Module Identifier PH15720  
Module Title INTRODUCTION TO COMPUTATIONAL AND EXPERIMENTAL PHYSICS  
Academic Year 2006/2007  
Co-ordinator Dr Martin C Wilding  
Semester Semester 2 (Taught over 2 semesters)  
Other staff Dr Xing Li, Mr Clive A Willson, Dr David P Langstaff  
Pre-Requisite Normal entry requirements to Year 1 physics  
Co-Requisite None  
Mutually Exclusive PH15510  
Course delivery Lecture   12 Hours.  
  Practical   48 Hours.  
  Other   36 Hours. Computational workshops  
Assessment
Assessment TypeAssessment Length/DetailsProportion
Semester Assessment Math cad exercise  20%
Semester Assessment 3 lab reports - 20% each  60%
Semester Assessment Lab Diary  20%
Supplementary Assessment As determined by the Departmental Examination Board  100%

Learning outcomes

On completion of this module, students should be able to:

1. keep a laboratory diary

2. write laboratory reports using a word processing package

3. determine the causes and minimize the effect of experimental uncertainty

4. present a value of a physical measurement together with its associated error

5. use and appreciate the limitations of simple laboratory instruments

6. use MathCad to perform basic computational exercises in physics

7. apply the above skills to the performance of basic experiments in physics


Brief description

Experimentation is a fundamental part of the physical sciences process. It allows us to understand the world around us, to develop theories and to test those theories. However, in recent years, computational physics has added a new dimension to this area because the power of modern computers and software has made realistic simulations of complex phenomena possible. This has widened the areas that are accessible to physicsits as well as introducing a new discipline, computational physics, into the curriculum. The widespread use of computer modelling in industrial, financial and managerial areas has meant that students with these skills are in very demand. This module will introduce physics undergraduates to the key areas of computational physics and experimentation which can be used to understand the world around us, and learn how to use the power of computational physics to enhance the design and interpretation of experimental results.

Content

Introduction to PC packages available in the teaching laboratories.

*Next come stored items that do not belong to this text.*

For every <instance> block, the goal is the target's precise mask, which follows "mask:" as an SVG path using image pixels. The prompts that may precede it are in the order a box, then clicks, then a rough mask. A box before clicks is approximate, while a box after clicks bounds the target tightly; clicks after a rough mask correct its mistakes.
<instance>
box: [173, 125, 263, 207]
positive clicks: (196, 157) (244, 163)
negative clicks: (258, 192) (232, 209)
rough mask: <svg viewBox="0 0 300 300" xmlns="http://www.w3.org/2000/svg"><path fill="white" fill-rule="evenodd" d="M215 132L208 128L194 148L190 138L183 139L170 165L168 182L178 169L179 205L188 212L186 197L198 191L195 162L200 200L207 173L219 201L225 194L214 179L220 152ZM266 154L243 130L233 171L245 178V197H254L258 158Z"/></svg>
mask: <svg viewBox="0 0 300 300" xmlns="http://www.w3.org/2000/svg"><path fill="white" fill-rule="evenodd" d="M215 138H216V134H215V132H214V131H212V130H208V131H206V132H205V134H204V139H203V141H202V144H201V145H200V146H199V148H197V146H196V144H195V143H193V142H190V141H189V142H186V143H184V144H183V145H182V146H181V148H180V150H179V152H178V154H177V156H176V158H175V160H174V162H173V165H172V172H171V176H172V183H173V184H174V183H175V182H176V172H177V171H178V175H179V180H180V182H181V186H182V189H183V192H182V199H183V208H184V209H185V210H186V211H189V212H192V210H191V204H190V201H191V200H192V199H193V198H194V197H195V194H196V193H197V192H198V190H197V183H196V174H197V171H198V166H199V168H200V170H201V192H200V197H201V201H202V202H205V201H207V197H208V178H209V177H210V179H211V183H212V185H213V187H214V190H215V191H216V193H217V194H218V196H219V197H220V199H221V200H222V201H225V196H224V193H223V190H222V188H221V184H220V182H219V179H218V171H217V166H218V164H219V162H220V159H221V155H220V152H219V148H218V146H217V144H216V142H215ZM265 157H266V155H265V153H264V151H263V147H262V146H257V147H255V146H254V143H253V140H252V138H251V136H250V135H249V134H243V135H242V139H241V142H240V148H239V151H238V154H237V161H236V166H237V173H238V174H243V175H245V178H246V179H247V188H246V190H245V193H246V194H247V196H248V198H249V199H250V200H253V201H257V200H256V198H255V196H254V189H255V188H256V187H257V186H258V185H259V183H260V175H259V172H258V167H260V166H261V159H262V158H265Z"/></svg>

Introduction to computational physics using MathCad.

Basic error analysis.

Keeping laboratory diaries and writing reports.

Students will be expected to perform experiments in two of the three general areas shown below. The choice will be determined by degree scheme of the student.

1. Analogue and digital electronics.
2. Fundamental constants and radioactivity.
3. Astrophysics

Module Skills

Problem_solving This is developed in the computational physics side of the module. Students will attend weekly problem solving workshops.  
Research skills Students will be expected to research the background to experiments.  
Communication Students will keep laboratory diaries and write reports on experiments  
Team work Students will generally do experiments in groups of two and we would encourage co-operation in the solution of modeling problems  
Information Technology Mathematical modeling is depent on the use of computers. In the experimental physics, students use Excel and Easyplot to analyse data and will be expected to word precess their lab reports  
Application of Number In essence, physics is based on the use of mathematics and experimental physics on the manipulation of number. Application of number is a central part of this module  
Personal Development and Career planning Not addressed  
Subject Specific Skills Design and performance of experiments. Analysis of experimental uncertainty.  

Reading Lists

Books
** Recommended Text
Larsen, Ronald W. (Sept. 2000) Introduction to MathCAD 2000 0130200077

Notes

This module is at CQFW Level 4